This notebook contains material from cbe67701-uncertainty-quantification; content is available on Github.
For applications that can be reduced to the solution of linear equations, the essential computations for the adjoint sensitivity method is to compute solutions to two systems of linear equations
\begin{align*} Ax & = b \\ A^Ty & = c \end{align*}The most obvious why to proceed is to solve these two systems of equation independently of each other. The computational burden to compute that adjoint sensitivity is about the same as to compute the forward solution.
Alternatively, the solution to these equations can be found by solving the symmetric system
$$\underbrace{\begin{bmatrix} 0 & A \\ A^T & 0 \end{bmatrix}}_P \underbrace{\begin{bmatrix} y \\ x \end{bmatrix}}_z = \underbrace{\begin{bmatrix} b \\ c \end{bmatrix}}_f$$Iterative algorithms have been developed that simulateously solve both systems of equations with potentially less work then solving them individually. Quoting Lu and Darmofal (2003)
- The primal and dual problems are solved simultaneously with essentially the same computational work as solving only one of the problems with the original QMR algorithm.
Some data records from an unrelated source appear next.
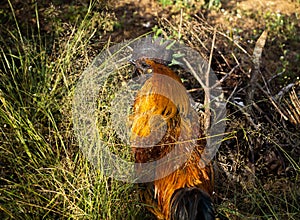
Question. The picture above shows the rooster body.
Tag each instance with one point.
(184, 193)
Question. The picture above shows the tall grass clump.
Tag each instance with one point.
(43, 172)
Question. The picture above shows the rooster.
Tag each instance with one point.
(185, 193)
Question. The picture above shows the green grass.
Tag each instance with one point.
(43, 173)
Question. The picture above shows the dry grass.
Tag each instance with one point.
(43, 172)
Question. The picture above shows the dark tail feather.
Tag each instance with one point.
(191, 204)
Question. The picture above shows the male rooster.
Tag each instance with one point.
(183, 194)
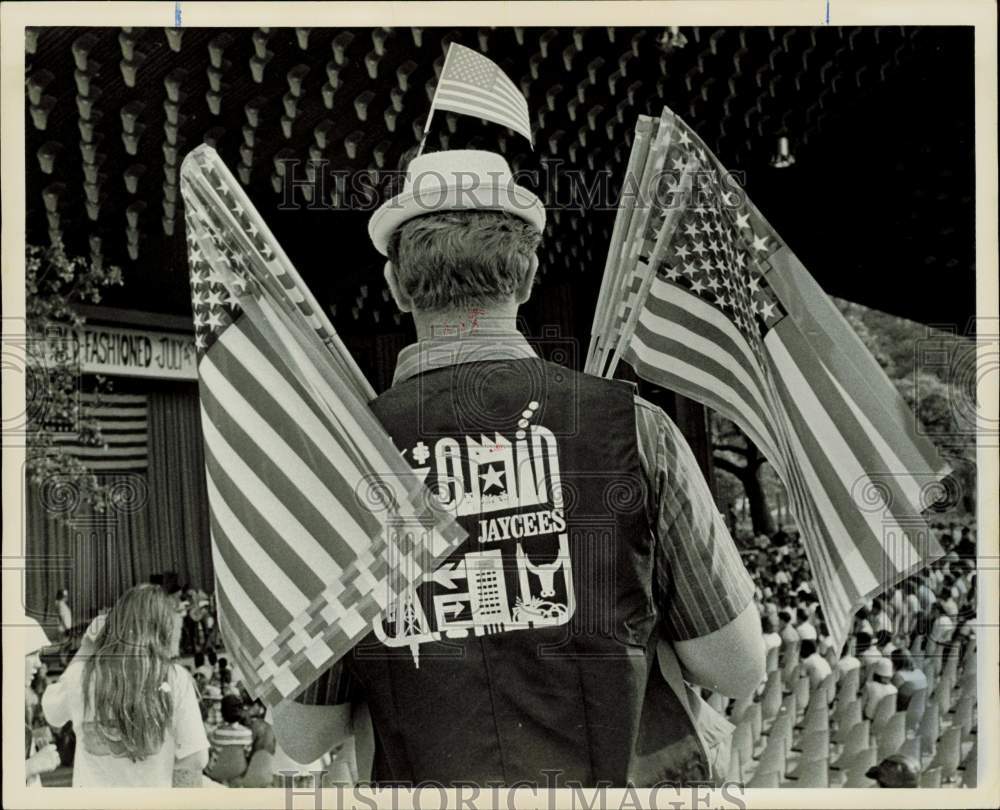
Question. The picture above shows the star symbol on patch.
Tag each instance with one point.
(421, 453)
(491, 478)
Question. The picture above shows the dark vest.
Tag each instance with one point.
(532, 649)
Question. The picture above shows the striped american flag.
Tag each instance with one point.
(123, 422)
(471, 84)
(714, 305)
(317, 522)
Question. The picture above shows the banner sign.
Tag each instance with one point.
(130, 352)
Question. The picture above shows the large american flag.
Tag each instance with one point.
(471, 84)
(317, 522)
(707, 300)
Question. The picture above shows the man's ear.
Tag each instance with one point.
(523, 291)
(403, 302)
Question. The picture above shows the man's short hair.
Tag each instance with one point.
(455, 259)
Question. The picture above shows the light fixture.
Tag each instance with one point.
(783, 158)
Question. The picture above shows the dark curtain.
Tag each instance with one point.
(158, 522)
(178, 503)
(97, 556)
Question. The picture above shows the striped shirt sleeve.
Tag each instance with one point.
(700, 582)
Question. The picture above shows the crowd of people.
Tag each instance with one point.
(148, 700)
(149, 687)
(898, 637)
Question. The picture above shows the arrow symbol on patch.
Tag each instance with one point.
(446, 577)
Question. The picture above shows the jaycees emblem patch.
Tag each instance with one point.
(518, 574)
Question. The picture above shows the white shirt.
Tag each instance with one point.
(874, 692)
(816, 668)
(95, 765)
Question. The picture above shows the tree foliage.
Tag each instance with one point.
(55, 285)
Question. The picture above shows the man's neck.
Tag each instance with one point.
(466, 322)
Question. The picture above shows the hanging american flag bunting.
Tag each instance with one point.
(318, 524)
(702, 297)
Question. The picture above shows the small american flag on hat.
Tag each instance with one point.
(471, 84)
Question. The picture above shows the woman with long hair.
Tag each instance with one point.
(134, 710)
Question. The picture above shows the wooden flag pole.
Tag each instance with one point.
(649, 271)
(430, 114)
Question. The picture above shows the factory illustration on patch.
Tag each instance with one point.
(517, 575)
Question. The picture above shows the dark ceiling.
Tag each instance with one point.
(879, 205)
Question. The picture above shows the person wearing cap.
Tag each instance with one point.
(896, 771)
(536, 645)
(878, 687)
(39, 758)
(769, 628)
(231, 743)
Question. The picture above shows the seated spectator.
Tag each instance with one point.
(263, 732)
(896, 771)
(907, 678)
(804, 628)
(788, 634)
(815, 665)
(772, 640)
(231, 743)
(848, 661)
(202, 667)
(878, 687)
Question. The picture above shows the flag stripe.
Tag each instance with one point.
(826, 453)
(280, 547)
(498, 96)
(240, 368)
(283, 522)
(250, 577)
(266, 451)
(253, 628)
(683, 372)
(228, 525)
(877, 458)
(303, 496)
(465, 100)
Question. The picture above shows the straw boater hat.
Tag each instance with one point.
(459, 180)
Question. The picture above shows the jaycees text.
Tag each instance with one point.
(517, 796)
(546, 521)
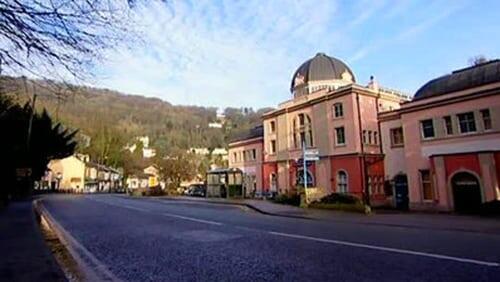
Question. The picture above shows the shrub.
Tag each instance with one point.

The purpose of this notebook is to compare the solution time of various iterative algorithms for the solution of sparse systems of linear equations. This naive comparison looks at the relative speedup of solving the combined block matrix equations to the independent solution of the forward and adjoint equations.
Note that these computations do not exploit the special structure of the joint forward/adjoint problem as suggested in the following references.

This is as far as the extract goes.